Consider the following simple test driver, which defines a (non-trivial) test function foo and creates two bound functions foo1 and foo2 based on it, which both bind the receiver and the first argument to some primitive.

Now running this program with V8 tip-of-tree as of today requires a whopping 12,078ms to execute the test loop on a HP z620 work station running Ubuntu 14.04. Looking at the performance profile, almost all the time is spend in the boundFunction builtin (and the associated helper runtime functions) that acts as a trampoline for bound functions. Looking closely into that function, we see that on every possible [[Call]] path through the function (the [[Construct]] path uses the %NewObjectFromBound C++ builtin), we bailout to C++ at least twice, once into %BoundFunctionGetBindings, which returns a new Array with the bound target function, the bound this and the bound arguments, and once into %Apply, which calls back into JavaScript to execute the actual target function with the actual parameters.

Calling into C++ is certainly not fast in V8, but calling back from C++ into JavaScript is very expensive. Also building one or two temporary Arrays on every invocation of a bound function is not cheap, and can cause unnecessary GC traffic. So, there’s a lot of room for improvement here. I’ve been working on a new approach to implement Bound Function Exotic Objects in V8 for a few months now, as part of a bigger project to fully support objects with [[Call]] and [[Construct]] internal methods that are not ECMAScript Function objects, i.e. to support Proxy Objects. After a lot of yak shaving, I now reached a point where I’m close to landing my new baseline implementation for Function.prototype.bind.

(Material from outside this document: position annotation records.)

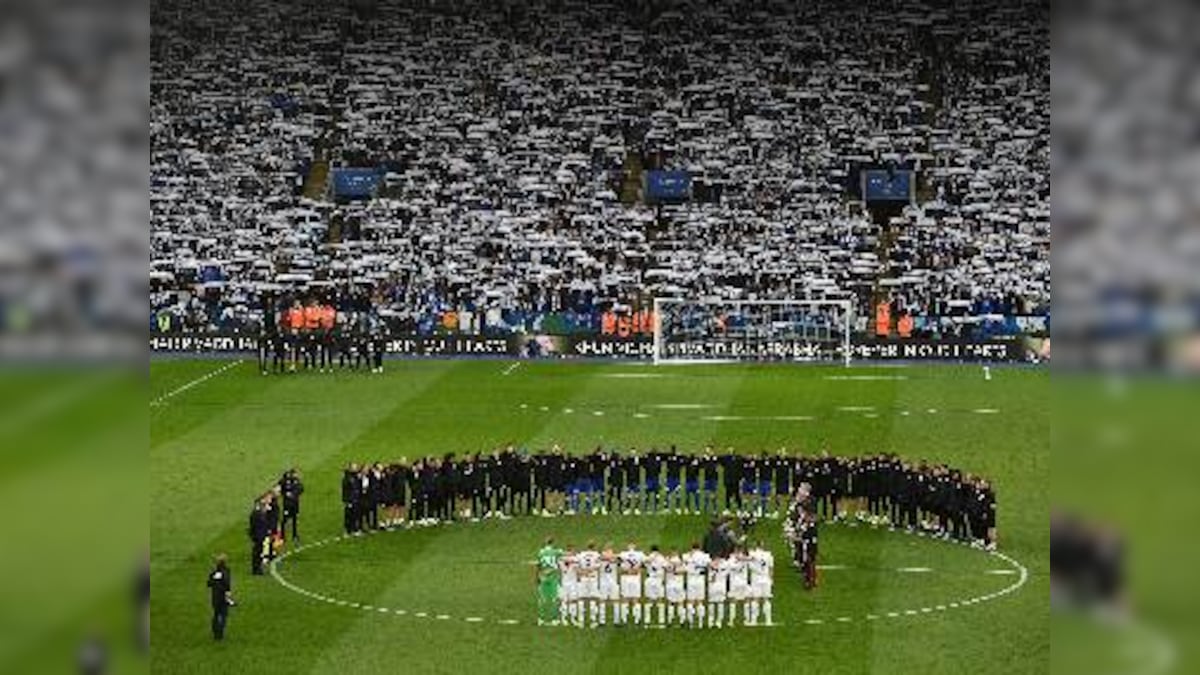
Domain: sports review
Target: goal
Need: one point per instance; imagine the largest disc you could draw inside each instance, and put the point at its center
(688, 332)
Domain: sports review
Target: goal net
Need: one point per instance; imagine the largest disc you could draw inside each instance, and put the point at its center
(747, 330)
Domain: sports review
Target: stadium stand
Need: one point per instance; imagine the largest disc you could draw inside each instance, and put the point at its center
(505, 154)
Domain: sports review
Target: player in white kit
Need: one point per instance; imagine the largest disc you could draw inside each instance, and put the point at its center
(762, 566)
(655, 585)
(569, 589)
(718, 591)
(739, 583)
(631, 561)
(610, 589)
(676, 593)
(588, 562)
(697, 562)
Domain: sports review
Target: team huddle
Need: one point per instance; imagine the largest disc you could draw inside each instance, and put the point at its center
(635, 587)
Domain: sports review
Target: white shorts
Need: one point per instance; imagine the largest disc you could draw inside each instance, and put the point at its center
(676, 592)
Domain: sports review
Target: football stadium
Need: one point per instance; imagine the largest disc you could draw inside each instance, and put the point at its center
(600, 336)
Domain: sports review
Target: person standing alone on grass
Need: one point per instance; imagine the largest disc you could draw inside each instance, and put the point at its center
(547, 579)
(220, 587)
(292, 488)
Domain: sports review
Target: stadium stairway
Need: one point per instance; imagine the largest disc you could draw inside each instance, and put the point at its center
(883, 252)
(317, 179)
(631, 185)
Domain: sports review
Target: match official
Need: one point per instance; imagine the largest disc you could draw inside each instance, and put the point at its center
(291, 488)
(221, 590)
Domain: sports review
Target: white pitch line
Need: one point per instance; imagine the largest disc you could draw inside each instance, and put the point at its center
(201, 380)
(865, 377)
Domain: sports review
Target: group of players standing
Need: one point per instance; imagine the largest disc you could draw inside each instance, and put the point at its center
(689, 589)
(315, 336)
(509, 482)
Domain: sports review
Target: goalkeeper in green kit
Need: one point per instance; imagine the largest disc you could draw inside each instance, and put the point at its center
(549, 579)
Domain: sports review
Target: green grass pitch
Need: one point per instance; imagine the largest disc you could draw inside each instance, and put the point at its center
(216, 444)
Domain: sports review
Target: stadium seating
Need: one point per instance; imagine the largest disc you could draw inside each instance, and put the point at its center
(508, 142)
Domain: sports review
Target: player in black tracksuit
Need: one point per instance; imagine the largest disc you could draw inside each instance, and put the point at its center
(616, 483)
(783, 470)
(540, 481)
(673, 463)
(522, 483)
(631, 475)
(731, 465)
(351, 488)
(497, 496)
(259, 532)
(475, 477)
(691, 472)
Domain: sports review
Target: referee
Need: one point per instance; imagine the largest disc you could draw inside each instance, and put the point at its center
(220, 586)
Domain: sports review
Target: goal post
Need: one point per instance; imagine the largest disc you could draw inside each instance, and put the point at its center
(709, 330)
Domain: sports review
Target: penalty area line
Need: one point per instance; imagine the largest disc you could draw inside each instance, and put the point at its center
(162, 400)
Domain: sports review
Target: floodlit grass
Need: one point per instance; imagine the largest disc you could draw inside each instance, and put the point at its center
(217, 444)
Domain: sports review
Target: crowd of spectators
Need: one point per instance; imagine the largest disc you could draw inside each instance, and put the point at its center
(513, 138)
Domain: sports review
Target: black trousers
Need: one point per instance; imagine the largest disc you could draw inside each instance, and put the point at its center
(291, 515)
(220, 616)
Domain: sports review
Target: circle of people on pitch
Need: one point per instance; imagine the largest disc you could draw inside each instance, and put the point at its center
(689, 587)
(882, 489)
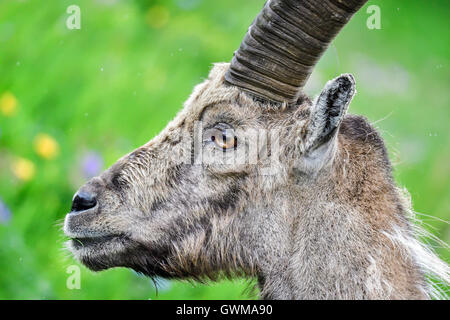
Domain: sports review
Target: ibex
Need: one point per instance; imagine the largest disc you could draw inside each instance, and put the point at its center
(315, 215)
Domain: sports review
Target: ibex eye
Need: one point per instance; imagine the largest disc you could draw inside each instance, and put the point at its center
(223, 138)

Running the test program above with my patch requires 239ms for the test loop, which is already a 50x improvement. There’s still some more cleanup to be done in order to land the patch (i.e. some API functions seem to require additional work to deal properly with the new representation of bound function objects), but the baseline results are already very promising. Once the baseline implementation is stabilized, we can start looking into optimizing bound functions, i.e. enable inlining of bound functions - which should boost this particular case to 100x improvement - and properly collecting and dealing with bound function type feedback.

I hope that this will in particular help web sites and web apps using React, because React makes heavy use of Function.prototype.bind. But for React we will also need to look into the performance of Function.prototype.bind itself and not only the throughput of bound functions, in order to reduce latency and startup time.